Mélodies riches, volontiers complexes, portées par des arrangements très travaillés (cordes, piano, synthétiseurs, percussions), "Secrets Of The Beehive" est clairement le fruit de l'ambition d'un musicien qui a de son art une très haute idée. Cela pourrait s'avérer horriblement prétentieux mais David Sylvian réussit avec intelligence à éviter le piège en gardant une belle humilité et une sobriété qui ne sont pas sans rappeler les grandes heures du Mark Hollis de Talk Talk. L'ouverture vers le jazz, évidente, se fait alors d'abord par un travail hallucinant sur les textures sonores (comme sur Let The Happiness In, où les percussions répondent en douceur aux cuivres), puis par l'utilisation parcimonieuse de chaque instrument, rappelant les vertus de l'équilibre plutôt que de la surcharge. Les morceaux les plus dépouillés figurent parmi les plus réussis, comme The Devil's Own ou le splendide Maria, sur lequel la voix de Sylvian, nimbée d'écho et de nappes synthétiques diaphanes, arrache des frissons.
Déjà impressionnant dans sa première moitié, l'album prouve toute sa force au cours d'une seconde face de très haute volée. Les compositions y sont plus équilibrées (plus accessibles de prime abord sans pour autant perdre l'articulation jazz qui en fait toute la profondeur). La pièce maîtresse de l'album, When Poets Dreamed Of Angels, est une des moins riches en arrangements synthétiques : elle offre en contrepartie des parties de guitares acoustiques renversantes, dressant une trame entre flamenco et harmoniques, secondées par des castagnettes qui ajoutent leur part de dépaysement.

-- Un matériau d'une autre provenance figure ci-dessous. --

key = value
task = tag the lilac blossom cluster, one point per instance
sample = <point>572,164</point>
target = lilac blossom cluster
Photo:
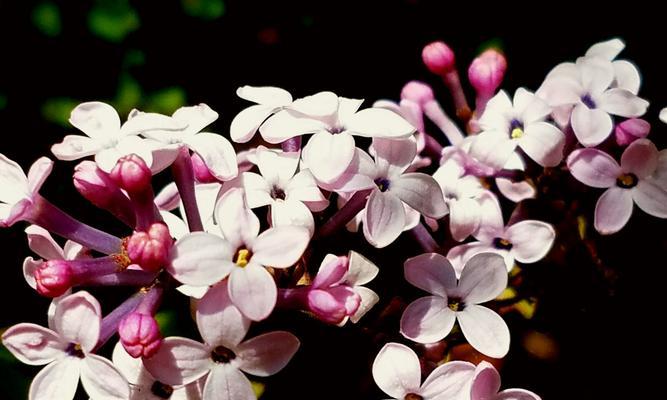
<point>201,236</point>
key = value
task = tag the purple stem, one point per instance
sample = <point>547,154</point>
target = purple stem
<point>62,224</point>
<point>356,203</point>
<point>185,182</point>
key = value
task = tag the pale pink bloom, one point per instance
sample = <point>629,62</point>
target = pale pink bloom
<point>397,371</point>
<point>66,352</point>
<point>641,178</point>
<point>202,259</point>
<point>589,86</point>
<point>430,319</point>
<point>385,217</point>
<point>526,241</point>
<point>268,99</point>
<point>486,386</point>
<point>333,120</point>
<point>18,190</point>
<point>292,195</point>
<point>106,139</point>
<point>223,356</point>
<point>508,124</point>
<point>143,386</point>
<point>216,151</point>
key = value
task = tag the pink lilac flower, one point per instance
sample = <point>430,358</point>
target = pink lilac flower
<point>106,138</point>
<point>508,124</point>
<point>525,241</point>
<point>224,356</point>
<point>67,353</point>
<point>486,385</point>
<point>202,259</point>
<point>640,179</point>
<point>430,319</point>
<point>143,386</point>
<point>397,371</point>
<point>293,196</point>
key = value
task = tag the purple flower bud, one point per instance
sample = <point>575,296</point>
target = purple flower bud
<point>140,335</point>
<point>150,249</point>
<point>438,58</point>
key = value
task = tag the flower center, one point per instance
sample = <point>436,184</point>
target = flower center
<point>382,184</point>
<point>627,181</point>
<point>502,244</point>
<point>222,355</point>
<point>162,390</point>
<point>75,350</point>
<point>588,101</point>
<point>242,257</point>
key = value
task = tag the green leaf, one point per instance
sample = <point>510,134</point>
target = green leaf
<point>57,110</point>
<point>46,18</point>
<point>204,9</point>
<point>113,20</point>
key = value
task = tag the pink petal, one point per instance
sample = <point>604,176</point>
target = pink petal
<point>640,158</point>
<point>200,259</point>
<point>613,210</point>
<point>57,380</point>
<point>531,240</point>
<point>384,218</point>
<point>217,153</point>
<point>329,155</point>
<point>280,247</point>
<point>33,344</point>
<point>450,380</point>
<point>431,272</point>
<point>427,320</point>
<point>421,192</point>
<point>218,320</point>
<point>77,320</point>
<point>179,361</point>
<point>253,291</point>
<point>101,379</point>
<point>378,122</point>
<point>483,278</point>
<point>396,370</point>
<point>226,382</point>
<point>267,354</point>
<point>591,126</point>
<point>486,382</point>
<point>593,167</point>
<point>484,330</point>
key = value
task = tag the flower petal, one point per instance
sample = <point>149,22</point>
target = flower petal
<point>33,344</point>
<point>57,380</point>
<point>531,240</point>
<point>101,379</point>
<point>593,167</point>
<point>253,291</point>
<point>484,330</point>
<point>200,259</point>
<point>427,320</point>
<point>266,354</point>
<point>218,320</point>
<point>431,272</point>
<point>77,320</point>
<point>396,370</point>
<point>613,210</point>
<point>179,361</point>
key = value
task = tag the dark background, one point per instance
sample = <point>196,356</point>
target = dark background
<point>158,55</point>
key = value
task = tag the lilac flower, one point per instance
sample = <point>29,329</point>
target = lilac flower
<point>641,178</point>
<point>66,352</point>
<point>430,319</point>
<point>397,372</point>
<point>223,355</point>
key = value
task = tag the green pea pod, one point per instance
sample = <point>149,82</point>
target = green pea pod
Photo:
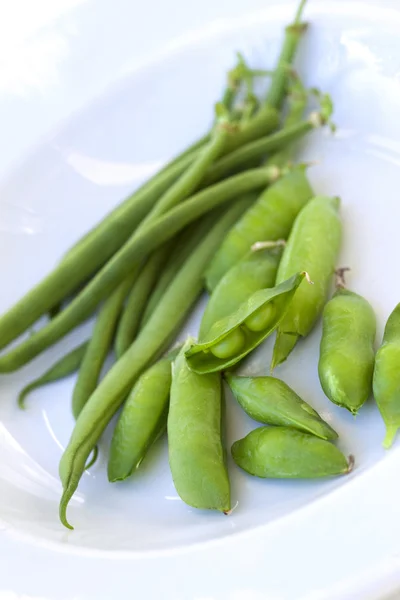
<point>143,416</point>
<point>270,401</point>
<point>386,379</point>
<point>196,454</point>
<point>232,338</point>
<point>346,361</point>
<point>255,271</point>
<point>67,365</point>
<point>146,348</point>
<point>284,453</point>
<point>313,246</point>
<point>270,218</point>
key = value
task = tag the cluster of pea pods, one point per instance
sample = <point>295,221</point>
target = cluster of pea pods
<point>231,212</point>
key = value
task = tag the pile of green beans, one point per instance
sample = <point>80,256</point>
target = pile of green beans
<point>231,214</point>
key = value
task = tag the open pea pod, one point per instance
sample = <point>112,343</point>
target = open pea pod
<point>230,339</point>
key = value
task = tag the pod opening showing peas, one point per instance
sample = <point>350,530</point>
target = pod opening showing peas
<point>230,339</point>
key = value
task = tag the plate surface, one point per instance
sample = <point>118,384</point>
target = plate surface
<point>69,182</point>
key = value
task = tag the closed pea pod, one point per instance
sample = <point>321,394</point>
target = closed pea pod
<point>284,453</point>
<point>143,418</point>
<point>271,401</point>
<point>149,344</point>
<point>184,246</point>
<point>346,360</point>
<point>232,338</point>
<point>270,218</point>
<point>386,378</point>
<point>196,454</point>
<point>67,365</point>
<point>255,271</point>
<point>313,245</point>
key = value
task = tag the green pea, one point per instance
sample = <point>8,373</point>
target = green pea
<point>201,356</point>
<point>386,378</point>
<point>270,401</point>
<point>229,345</point>
<point>261,318</point>
<point>346,361</point>
<point>143,417</point>
<point>313,246</point>
<point>270,218</point>
<point>196,454</point>
<point>255,271</point>
<point>284,453</point>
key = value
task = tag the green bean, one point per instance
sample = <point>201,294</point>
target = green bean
<point>347,356</point>
<point>255,271</point>
<point>186,243</point>
<point>137,300</point>
<point>138,248</point>
<point>386,379</point>
<point>233,337</point>
<point>98,347</point>
<point>277,90</point>
<point>196,454</point>
<point>155,336</point>
<point>270,401</point>
<point>143,418</point>
<point>270,218</point>
<point>67,365</point>
<point>284,453</point>
<point>313,245</point>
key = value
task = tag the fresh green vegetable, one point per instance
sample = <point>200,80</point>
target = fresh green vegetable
<point>196,454</point>
<point>271,401</point>
<point>284,453</point>
<point>313,245</point>
<point>232,338</point>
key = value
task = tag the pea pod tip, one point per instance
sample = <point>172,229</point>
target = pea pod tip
<point>350,463</point>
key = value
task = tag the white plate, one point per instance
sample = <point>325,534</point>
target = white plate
<point>329,539</point>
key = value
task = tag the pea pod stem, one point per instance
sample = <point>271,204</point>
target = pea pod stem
<point>277,90</point>
<point>269,244</point>
<point>157,333</point>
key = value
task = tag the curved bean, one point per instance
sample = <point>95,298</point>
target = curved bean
<point>255,271</point>
<point>271,401</point>
<point>313,245</point>
<point>347,356</point>
<point>196,454</point>
<point>386,379</point>
<point>143,417</point>
<point>99,347</point>
<point>185,245</point>
<point>137,299</point>
<point>119,267</point>
<point>233,336</point>
<point>67,365</point>
<point>151,341</point>
<point>270,218</point>
<point>284,453</point>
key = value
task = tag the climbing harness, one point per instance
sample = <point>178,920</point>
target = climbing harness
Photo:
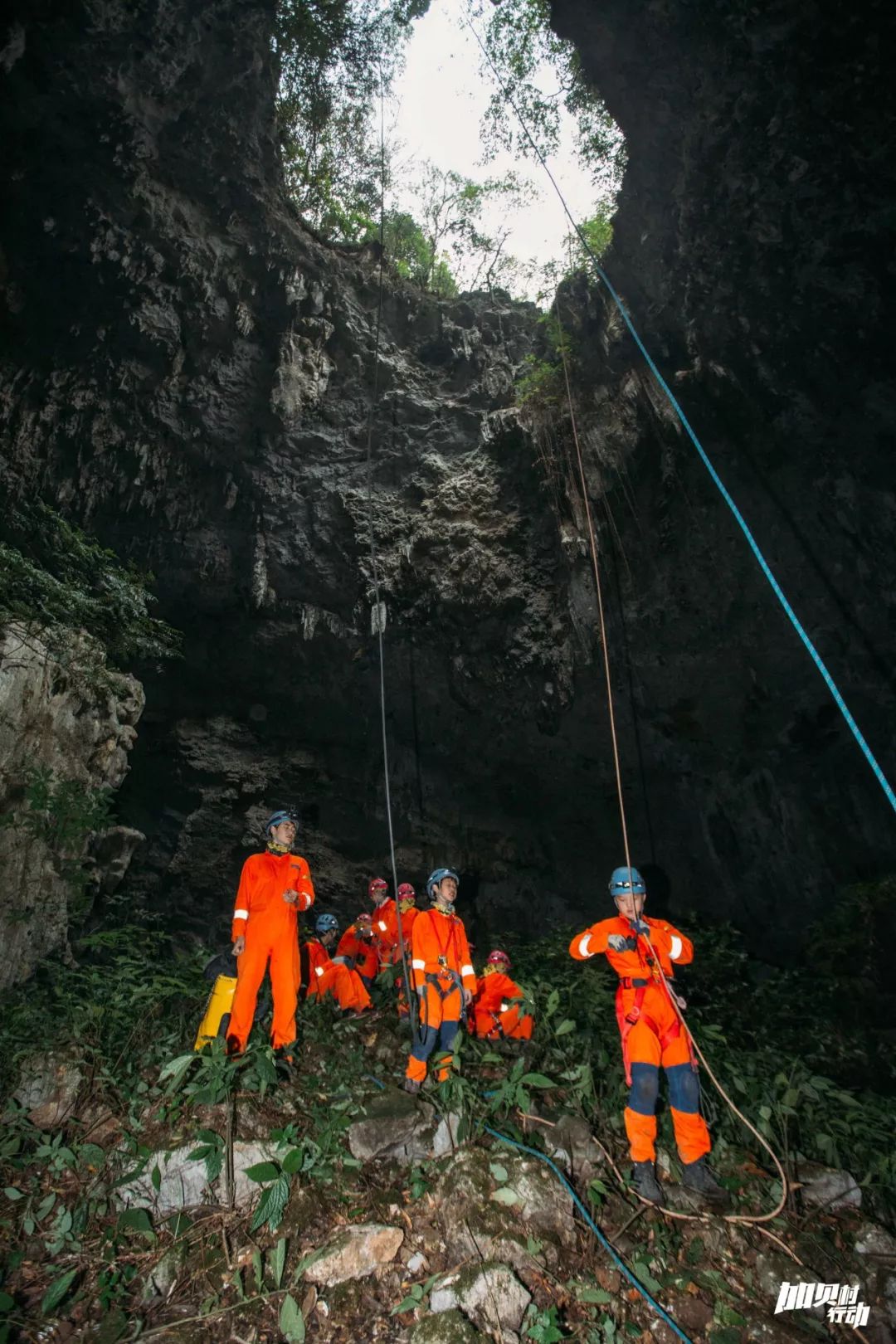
<point>704,457</point>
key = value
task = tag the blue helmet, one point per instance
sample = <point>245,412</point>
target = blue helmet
<point>436,878</point>
<point>277,819</point>
<point>626,882</point>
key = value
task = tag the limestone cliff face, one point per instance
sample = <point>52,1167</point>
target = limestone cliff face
<point>752,245</point>
<point>56,717</point>
<point>190,375</point>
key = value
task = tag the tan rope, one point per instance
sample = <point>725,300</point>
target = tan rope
<point>728,1218</point>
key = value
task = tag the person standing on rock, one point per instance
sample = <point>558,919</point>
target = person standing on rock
<point>407,913</point>
<point>442,977</point>
<point>496,1012</point>
<point>652,1034</point>
<point>273,888</point>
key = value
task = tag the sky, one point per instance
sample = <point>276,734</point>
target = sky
<point>436,114</point>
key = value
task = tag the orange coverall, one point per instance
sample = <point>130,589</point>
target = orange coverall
<point>407,933</point>
<point>325,975</point>
<point>270,930</point>
<point>362,952</point>
<point>440,967</point>
<point>652,1035</point>
<point>492,1012</point>
<point>386,930</point>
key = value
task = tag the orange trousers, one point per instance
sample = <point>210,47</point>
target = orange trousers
<point>265,944</point>
<point>345,986</point>
<point>657,1040</point>
<point>440,1023</point>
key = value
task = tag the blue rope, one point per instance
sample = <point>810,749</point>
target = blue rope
<point>585,1213</point>
<point>742,523</point>
<point>620,1264</point>
<point>776,587</point>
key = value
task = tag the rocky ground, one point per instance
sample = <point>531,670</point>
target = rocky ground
<point>208,1203</point>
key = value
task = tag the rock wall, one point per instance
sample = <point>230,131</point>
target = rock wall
<point>56,715</point>
<point>190,375</point>
<point>752,247</point>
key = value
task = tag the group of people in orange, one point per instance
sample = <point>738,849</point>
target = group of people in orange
<point>275,886</point>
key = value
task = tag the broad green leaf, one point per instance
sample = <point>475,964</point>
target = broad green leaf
<point>642,1272</point>
<point>594,1294</point>
<point>278,1261</point>
<point>56,1291</point>
<point>407,1304</point>
<point>262,1171</point>
<point>271,1205</point>
<point>136,1220</point>
<point>292,1322</point>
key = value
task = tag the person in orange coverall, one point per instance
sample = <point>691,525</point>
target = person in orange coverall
<point>652,1034</point>
<point>323,976</point>
<point>356,947</point>
<point>273,888</point>
<point>384,919</point>
<point>407,912</point>
<point>442,976</point>
<point>496,1011</point>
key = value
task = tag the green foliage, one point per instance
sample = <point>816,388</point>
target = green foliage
<point>132,996</point>
<point>519,39</point>
<point>63,813</point>
<point>334,56</point>
<point>54,577</point>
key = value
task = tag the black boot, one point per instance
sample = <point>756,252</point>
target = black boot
<point>699,1177</point>
<point>646,1185</point>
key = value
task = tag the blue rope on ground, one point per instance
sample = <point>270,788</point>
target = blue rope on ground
<point>716,479</point>
<point>620,1264</point>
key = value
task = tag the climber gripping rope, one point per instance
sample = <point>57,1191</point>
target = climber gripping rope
<point>273,888</point>
<point>442,977</point>
<point>323,976</point>
<point>496,1012</point>
<point>652,1034</point>
<point>358,952</point>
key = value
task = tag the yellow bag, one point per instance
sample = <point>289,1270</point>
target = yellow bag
<point>218,1007</point>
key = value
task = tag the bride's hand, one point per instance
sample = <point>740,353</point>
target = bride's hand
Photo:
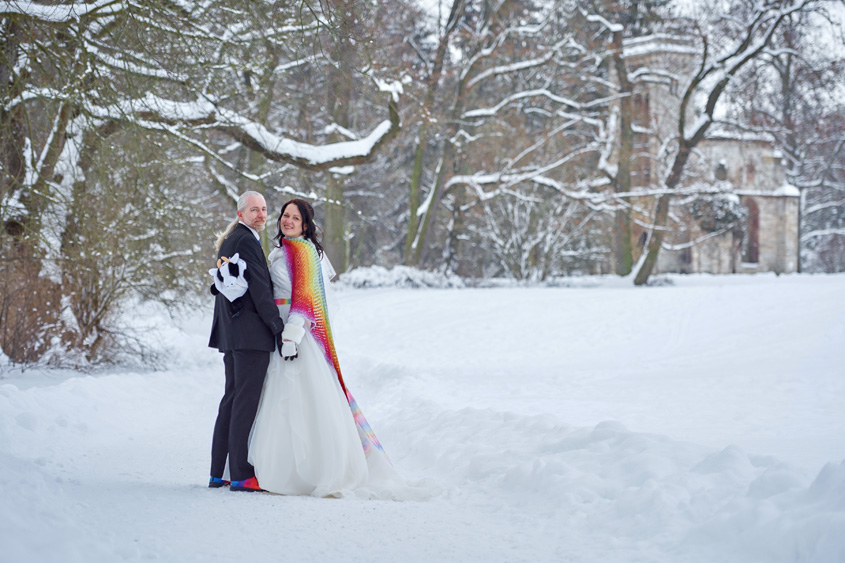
<point>289,350</point>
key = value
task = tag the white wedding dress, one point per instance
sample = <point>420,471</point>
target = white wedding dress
<point>305,440</point>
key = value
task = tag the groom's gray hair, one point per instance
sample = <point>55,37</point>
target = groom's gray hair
<point>243,196</point>
<point>231,226</point>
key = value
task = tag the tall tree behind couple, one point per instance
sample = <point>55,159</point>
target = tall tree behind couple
<point>287,423</point>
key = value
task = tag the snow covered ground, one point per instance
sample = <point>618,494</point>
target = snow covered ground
<point>697,422</point>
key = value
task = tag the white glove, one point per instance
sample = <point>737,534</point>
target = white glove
<point>289,351</point>
<point>230,277</point>
<point>291,337</point>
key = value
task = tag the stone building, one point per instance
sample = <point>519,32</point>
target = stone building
<point>746,172</point>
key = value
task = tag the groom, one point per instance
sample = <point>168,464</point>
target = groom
<point>246,335</point>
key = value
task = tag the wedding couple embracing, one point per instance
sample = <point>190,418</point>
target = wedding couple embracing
<point>287,423</point>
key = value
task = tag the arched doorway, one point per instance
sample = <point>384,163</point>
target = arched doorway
<point>751,241</point>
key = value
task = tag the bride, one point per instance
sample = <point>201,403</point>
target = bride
<point>309,436</point>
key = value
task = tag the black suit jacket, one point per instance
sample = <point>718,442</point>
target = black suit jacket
<point>253,323</point>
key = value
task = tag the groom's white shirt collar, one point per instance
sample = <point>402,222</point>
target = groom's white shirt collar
<point>257,236</point>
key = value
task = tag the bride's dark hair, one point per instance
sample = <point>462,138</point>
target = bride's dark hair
<point>310,231</point>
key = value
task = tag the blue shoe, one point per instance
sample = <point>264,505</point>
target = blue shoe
<point>249,485</point>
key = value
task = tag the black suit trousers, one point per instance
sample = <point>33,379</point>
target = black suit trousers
<point>245,371</point>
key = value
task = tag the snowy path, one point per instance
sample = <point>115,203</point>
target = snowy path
<point>673,424</point>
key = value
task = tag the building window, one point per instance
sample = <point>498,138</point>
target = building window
<point>751,241</point>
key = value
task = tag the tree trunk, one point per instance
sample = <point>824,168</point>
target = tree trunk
<point>334,232</point>
<point>622,249</point>
<point>411,254</point>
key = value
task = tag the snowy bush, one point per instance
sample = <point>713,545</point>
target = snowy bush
<point>398,276</point>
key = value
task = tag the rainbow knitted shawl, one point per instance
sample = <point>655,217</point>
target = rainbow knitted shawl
<point>308,298</point>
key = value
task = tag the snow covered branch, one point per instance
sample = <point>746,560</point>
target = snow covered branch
<point>60,14</point>
<point>204,114</point>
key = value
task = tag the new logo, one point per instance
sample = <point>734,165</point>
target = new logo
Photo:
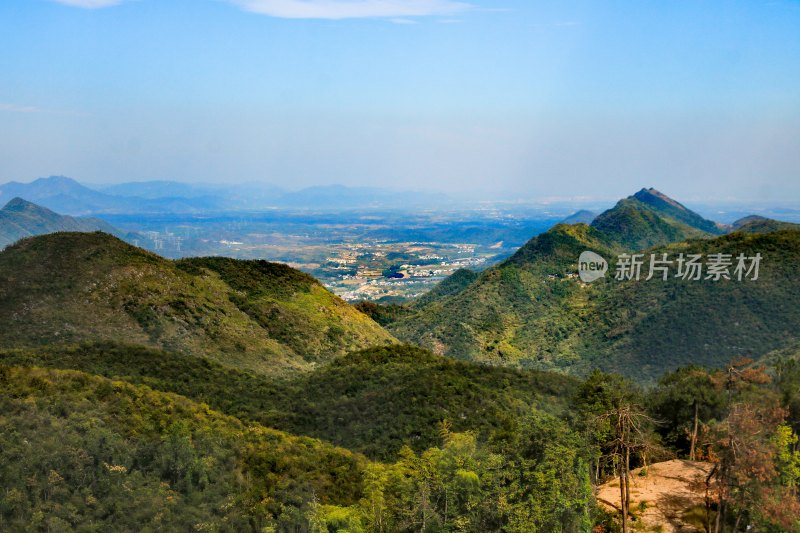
<point>591,266</point>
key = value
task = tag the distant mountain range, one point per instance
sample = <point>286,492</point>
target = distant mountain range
<point>533,311</point>
<point>583,216</point>
<point>67,196</point>
<point>20,218</point>
<point>265,317</point>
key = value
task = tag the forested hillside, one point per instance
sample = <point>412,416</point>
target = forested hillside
<point>68,287</point>
<point>533,311</point>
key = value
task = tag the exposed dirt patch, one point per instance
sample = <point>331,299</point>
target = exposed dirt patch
<point>673,492</point>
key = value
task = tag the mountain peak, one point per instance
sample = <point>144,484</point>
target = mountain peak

Mother And Child offre un beau morceau jazzy qui commence comme une rêverie trouble et s'achève en improvisation de piano ; la voix de Sylvian, parfaitement complétée par une basse rêveuse, y est encore terrassante de beauté. Waterfront, probablement la composition la plus simple et directe du disque, bouleverse grâce à l'irruption de cordes qui portent le chant vers de nouveaux sommets tandis que Forbidden Colours, co-écrit avec Ryuichi Sakamoto, maintient l'intensité pour un final beau à pleurer.
"Secrets Of The Beehive" est de bout en bout sophistiqué, presque glacé si on l'écoute d'une oreille distraite ; pourtant sous des dehors austères et hautains, cette musique vibre, vit, palpite. Au-delà de l'ambition, de l'approche cérébrale d'une musique très pensée, Sylvian propose une oeuvre accessible au commun des mortels, pouvant aussi bien donner la chair de poule que s'adresser à l'intellect : un remarquable travail d'équilibriste. Je ne saurais trop recommander toutefois l'écoute de cet album sur vinyle, de crainte que la froideur numérique n'ôte à cette musique splendide les vibrations qui lui permettent de représenter bien plus qu'un superbe travail de production : un disque d'introspection, de voyage intérieur, une oeuvre à part.